Fueron  los liberales quienes se propusieron un programa de transformaciones para impulsar el paso de la colonialidad feudal a la modernización capitalista. Pero el proyecto liberal estaba construido sobre los falsos pilares del positivismo, en boga en América Latina, para el que  todo lo europeo era ideal, y toda la causa de nuestros males era cultural, racial y hasta geográfica y climática.

Justo Arosemena, positivista por excelencia, consideraba que la población panameña era “apática por naturaleza”, al estar compuesta por “las tres razas más indolentes” (india, negra e hispana).
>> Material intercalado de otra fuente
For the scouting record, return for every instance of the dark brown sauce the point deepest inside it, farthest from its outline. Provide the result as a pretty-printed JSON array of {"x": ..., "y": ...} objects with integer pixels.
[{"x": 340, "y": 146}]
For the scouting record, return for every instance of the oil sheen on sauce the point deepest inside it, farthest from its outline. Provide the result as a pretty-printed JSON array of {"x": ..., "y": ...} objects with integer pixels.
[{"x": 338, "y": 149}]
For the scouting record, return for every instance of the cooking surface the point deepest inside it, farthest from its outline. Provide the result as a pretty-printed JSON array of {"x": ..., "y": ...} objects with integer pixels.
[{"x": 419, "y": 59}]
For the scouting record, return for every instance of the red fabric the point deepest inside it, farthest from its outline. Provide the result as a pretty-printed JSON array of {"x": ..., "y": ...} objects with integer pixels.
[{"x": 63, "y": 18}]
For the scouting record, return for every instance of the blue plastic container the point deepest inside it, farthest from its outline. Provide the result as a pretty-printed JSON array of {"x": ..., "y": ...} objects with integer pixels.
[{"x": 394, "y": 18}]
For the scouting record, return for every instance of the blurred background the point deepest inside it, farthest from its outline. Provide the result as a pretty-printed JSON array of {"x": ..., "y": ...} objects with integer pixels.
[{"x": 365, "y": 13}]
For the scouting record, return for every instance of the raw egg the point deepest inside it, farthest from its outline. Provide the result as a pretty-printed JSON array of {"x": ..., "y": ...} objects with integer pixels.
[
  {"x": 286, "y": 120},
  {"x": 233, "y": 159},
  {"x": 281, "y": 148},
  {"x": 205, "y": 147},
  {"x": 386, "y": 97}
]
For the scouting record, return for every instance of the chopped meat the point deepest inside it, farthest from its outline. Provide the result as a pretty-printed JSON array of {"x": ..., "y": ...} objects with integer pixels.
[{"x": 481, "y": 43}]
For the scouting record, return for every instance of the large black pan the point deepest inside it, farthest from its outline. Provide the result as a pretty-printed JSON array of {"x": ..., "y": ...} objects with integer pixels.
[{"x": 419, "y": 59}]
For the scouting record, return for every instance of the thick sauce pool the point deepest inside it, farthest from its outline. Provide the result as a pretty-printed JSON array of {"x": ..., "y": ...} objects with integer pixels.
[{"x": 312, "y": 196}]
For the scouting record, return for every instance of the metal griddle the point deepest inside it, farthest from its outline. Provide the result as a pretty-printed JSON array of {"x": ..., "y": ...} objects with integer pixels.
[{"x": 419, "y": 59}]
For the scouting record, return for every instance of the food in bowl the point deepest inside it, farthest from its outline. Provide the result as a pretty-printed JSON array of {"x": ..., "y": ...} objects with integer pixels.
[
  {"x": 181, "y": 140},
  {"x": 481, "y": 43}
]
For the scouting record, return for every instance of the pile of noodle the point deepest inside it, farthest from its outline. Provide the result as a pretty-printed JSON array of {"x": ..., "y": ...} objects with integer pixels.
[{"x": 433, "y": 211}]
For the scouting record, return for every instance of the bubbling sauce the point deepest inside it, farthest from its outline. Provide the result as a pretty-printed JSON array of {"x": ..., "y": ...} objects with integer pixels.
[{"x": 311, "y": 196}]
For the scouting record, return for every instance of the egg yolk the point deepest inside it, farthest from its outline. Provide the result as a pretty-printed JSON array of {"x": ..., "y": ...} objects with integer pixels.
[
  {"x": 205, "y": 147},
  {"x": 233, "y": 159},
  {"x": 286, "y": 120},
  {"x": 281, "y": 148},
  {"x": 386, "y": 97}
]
De allí que la imaginario de la nación excluyera a indígenas y negros, aunque hizo de los hispanos azuerenses y su cultura el centro de la panameñidad. Algunos gobiernos incluso intentaron fomentar la migración europea para lograr el blanqueamiento de la población.

Los liberales, especialmente bajo los gobiernos de Porras, sentaron las bases institucionales del Estado moderno, pero solo a medio camino –nos recuerda Pizzurno–, porque –y este es el tema del libro– la clase dominante tuvo miedo de construir la modernidad que se proponía, por temor a las demandas sociales, económicas y políticas que las masas populares exigirían de acceder a educación, salud y a un régimen verdaderamente democrático.
Prefirieron mantener una república oligárquica y controlada entre primos.
De manera que el gran proyecto liberal se fue quedando a medio camino. La educación, principal vehículo de la “civilización” y la “modernidad” no llegó a todos, y cuando lo hizo fue en escuelas deficientes y maestros mal formados. 

La democracia representativa y la separación de los poderes, se quedaron en el papel, pues siguió imperando el gamonalismo, el clientelismo y la compra de votos. El Estado era visto por las élites y sus políticos como la forma de acrecentar sus fortunas. 

¡Cuán poco hemos cambiado, 100 años después!